According to the study, the research team has succeeded for the first time in identifying the PET-degrading enzyme PET46 and describing it biochemically. For this, the gene was identified from a deep-sea specimen with the aid of similarities to known sequences, the correspondingly coded gene was synthesised, the protein in the bacterium Escherichia coli was produced, and then subsequently investigated biochemically and structurally. The enzyme PET46 stemming from prehistoric bacteria (archaea) has, according to the research team, many unusual properties, differing significantly from previously discovered enzymes and extending the known inventory of PET-degrading enzymes with a fundamentally new structure.
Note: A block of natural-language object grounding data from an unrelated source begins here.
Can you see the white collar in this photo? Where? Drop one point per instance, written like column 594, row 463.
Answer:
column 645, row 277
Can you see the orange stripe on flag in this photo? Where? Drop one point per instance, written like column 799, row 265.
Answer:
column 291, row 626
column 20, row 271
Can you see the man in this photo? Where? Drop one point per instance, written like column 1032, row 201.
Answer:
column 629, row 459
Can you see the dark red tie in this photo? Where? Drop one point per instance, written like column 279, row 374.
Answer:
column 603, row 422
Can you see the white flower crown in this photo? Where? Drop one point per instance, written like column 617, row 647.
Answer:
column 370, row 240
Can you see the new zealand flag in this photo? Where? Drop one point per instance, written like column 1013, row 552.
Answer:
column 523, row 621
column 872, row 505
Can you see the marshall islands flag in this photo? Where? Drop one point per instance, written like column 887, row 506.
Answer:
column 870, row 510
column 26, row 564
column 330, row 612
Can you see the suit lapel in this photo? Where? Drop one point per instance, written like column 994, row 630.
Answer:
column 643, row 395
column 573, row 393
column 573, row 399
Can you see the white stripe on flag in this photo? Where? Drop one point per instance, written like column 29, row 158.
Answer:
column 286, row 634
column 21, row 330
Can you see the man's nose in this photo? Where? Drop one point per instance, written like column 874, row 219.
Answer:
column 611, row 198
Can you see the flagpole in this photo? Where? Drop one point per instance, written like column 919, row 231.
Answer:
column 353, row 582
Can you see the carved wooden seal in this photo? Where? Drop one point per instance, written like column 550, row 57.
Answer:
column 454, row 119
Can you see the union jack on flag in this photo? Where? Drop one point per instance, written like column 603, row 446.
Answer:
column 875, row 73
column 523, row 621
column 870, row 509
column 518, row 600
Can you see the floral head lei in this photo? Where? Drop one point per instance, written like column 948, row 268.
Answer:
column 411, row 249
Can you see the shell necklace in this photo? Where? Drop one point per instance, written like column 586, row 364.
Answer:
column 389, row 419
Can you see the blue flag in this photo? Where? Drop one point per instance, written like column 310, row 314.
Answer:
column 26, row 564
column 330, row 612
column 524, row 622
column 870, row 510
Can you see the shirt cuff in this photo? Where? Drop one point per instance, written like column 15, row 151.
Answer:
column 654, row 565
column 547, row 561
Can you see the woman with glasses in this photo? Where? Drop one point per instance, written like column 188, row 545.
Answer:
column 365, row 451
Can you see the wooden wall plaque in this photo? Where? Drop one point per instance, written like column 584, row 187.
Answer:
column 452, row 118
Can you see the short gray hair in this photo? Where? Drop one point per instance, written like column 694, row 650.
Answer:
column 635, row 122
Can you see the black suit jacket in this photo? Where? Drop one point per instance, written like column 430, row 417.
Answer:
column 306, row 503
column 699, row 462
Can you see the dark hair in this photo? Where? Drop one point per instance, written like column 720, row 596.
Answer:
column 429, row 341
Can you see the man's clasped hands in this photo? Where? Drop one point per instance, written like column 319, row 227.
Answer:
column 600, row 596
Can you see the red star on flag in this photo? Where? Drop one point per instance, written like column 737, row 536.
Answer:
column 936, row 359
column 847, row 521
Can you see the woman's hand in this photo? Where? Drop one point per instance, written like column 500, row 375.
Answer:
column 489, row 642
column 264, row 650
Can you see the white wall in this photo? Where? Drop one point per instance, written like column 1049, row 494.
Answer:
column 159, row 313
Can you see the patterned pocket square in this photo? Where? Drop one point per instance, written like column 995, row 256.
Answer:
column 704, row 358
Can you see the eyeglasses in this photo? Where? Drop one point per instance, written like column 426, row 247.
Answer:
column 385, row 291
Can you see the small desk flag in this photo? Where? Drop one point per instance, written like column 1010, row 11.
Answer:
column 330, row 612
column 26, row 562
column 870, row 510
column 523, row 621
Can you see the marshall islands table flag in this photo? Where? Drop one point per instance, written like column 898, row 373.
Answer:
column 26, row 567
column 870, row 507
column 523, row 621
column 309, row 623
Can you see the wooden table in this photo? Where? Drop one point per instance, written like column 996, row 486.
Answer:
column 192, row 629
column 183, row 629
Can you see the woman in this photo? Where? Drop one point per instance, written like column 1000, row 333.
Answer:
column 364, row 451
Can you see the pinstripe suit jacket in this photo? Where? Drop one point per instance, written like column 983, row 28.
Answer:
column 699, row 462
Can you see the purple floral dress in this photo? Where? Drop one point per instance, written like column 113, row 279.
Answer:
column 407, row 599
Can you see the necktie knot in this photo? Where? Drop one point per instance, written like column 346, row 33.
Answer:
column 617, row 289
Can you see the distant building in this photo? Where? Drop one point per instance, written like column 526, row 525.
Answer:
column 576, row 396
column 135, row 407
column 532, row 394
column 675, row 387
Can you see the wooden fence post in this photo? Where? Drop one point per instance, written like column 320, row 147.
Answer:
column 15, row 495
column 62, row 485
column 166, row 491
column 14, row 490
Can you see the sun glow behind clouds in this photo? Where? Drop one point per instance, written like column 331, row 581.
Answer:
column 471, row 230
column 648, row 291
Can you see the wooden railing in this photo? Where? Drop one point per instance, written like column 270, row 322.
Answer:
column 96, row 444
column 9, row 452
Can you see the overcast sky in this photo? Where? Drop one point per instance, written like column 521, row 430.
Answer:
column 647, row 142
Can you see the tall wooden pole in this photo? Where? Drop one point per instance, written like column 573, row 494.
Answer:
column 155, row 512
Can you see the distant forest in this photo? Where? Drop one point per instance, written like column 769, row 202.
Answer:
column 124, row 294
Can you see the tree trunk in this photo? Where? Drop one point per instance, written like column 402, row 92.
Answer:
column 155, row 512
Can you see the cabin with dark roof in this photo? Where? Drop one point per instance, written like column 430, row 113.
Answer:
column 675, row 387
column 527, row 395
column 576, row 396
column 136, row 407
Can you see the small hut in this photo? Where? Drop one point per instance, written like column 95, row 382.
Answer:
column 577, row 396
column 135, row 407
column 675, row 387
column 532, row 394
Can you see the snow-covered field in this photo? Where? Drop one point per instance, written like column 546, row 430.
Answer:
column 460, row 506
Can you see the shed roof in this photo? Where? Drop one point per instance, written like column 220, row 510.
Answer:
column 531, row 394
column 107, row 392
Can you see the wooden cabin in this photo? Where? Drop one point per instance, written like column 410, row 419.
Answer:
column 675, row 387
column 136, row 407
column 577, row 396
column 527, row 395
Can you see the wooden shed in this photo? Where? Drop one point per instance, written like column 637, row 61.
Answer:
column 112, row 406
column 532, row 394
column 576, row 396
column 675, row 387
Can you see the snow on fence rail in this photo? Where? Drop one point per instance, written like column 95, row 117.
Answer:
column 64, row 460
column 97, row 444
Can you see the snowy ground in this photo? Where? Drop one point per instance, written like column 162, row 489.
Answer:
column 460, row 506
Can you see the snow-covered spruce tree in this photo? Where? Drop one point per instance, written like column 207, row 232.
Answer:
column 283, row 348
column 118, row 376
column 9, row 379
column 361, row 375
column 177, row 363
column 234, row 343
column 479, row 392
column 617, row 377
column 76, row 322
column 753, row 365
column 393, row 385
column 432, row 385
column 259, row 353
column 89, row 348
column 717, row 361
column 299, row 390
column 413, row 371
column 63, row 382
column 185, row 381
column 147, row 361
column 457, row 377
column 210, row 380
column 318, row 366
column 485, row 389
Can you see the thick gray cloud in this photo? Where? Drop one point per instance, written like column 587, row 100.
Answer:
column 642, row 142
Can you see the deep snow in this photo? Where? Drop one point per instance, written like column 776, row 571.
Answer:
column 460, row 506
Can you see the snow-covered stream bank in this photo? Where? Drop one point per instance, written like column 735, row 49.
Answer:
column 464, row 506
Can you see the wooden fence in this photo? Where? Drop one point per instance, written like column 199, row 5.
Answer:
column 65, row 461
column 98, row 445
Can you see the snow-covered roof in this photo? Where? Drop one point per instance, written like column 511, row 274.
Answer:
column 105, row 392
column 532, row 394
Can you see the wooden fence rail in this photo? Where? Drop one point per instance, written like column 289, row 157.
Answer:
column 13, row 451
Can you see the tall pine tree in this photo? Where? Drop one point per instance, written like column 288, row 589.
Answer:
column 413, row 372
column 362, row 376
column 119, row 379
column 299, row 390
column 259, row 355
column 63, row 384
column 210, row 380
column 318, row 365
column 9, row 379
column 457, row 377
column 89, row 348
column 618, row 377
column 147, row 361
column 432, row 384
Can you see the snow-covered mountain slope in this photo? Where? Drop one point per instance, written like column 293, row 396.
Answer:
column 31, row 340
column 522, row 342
In fact, the breakdown process with PET46 takes place through a different mechanism of substrate-binding than with the previously known PET-degrading enzymes: PET46 has a "lid" of 45 amino acids above the active enzyme centre, which exerts a positive effect on the PET-degrading activity of the enzyme. "Because of these special characteristics, PET46 is very robust, can also withstand elevated temperatures and can break down both very long-chain PET molecules – so-called polymers – and shorter-chain PET molecules – so-called oligomers, as a result of which the degradation of PET can take place continuously," explains the head of studies, Professor Ruth Schmitz-Streit. According to the study, the analysis of PET46 has also resulted at molecular level in significant similarities with another enzyme, namely ferulic acid esterase. This is an enzyme that splits and breaks down the natural polymer lignin in plant cell walls. Because of the structural similarities between lignin and PET, PET-degrading enzymes such as PET46 could be important for the composting of wood on the forest floor, says Schmitz-Streit. In the next step, the properties of PET46 are to be further improved in order to make the breaking down of PET more efficient. In future, the enzyme is to be produced industrially and PET is to be broken down in special facilities. PET46 is, however, only an initial approach because the research team is also studying plastic litter from the sea for other possible enzymes. "The aim of our research is to find new enzymes that can, at the end of it all, recycle PET on an industrial scale," says Dr. Pablo Perez-Garcia, a microbiologist from the University of Hamburg who is the initial author of the study.
The research results came about in a project called PLASTISEA, which is coordinated by the GEOMAR Helmholtz Centre for Ocean Research, Kiel, and funded by the Federal Ministry of Education and Research (BMBF) as part of "New biotechnological processes on the basis of marine resources – BioProMare".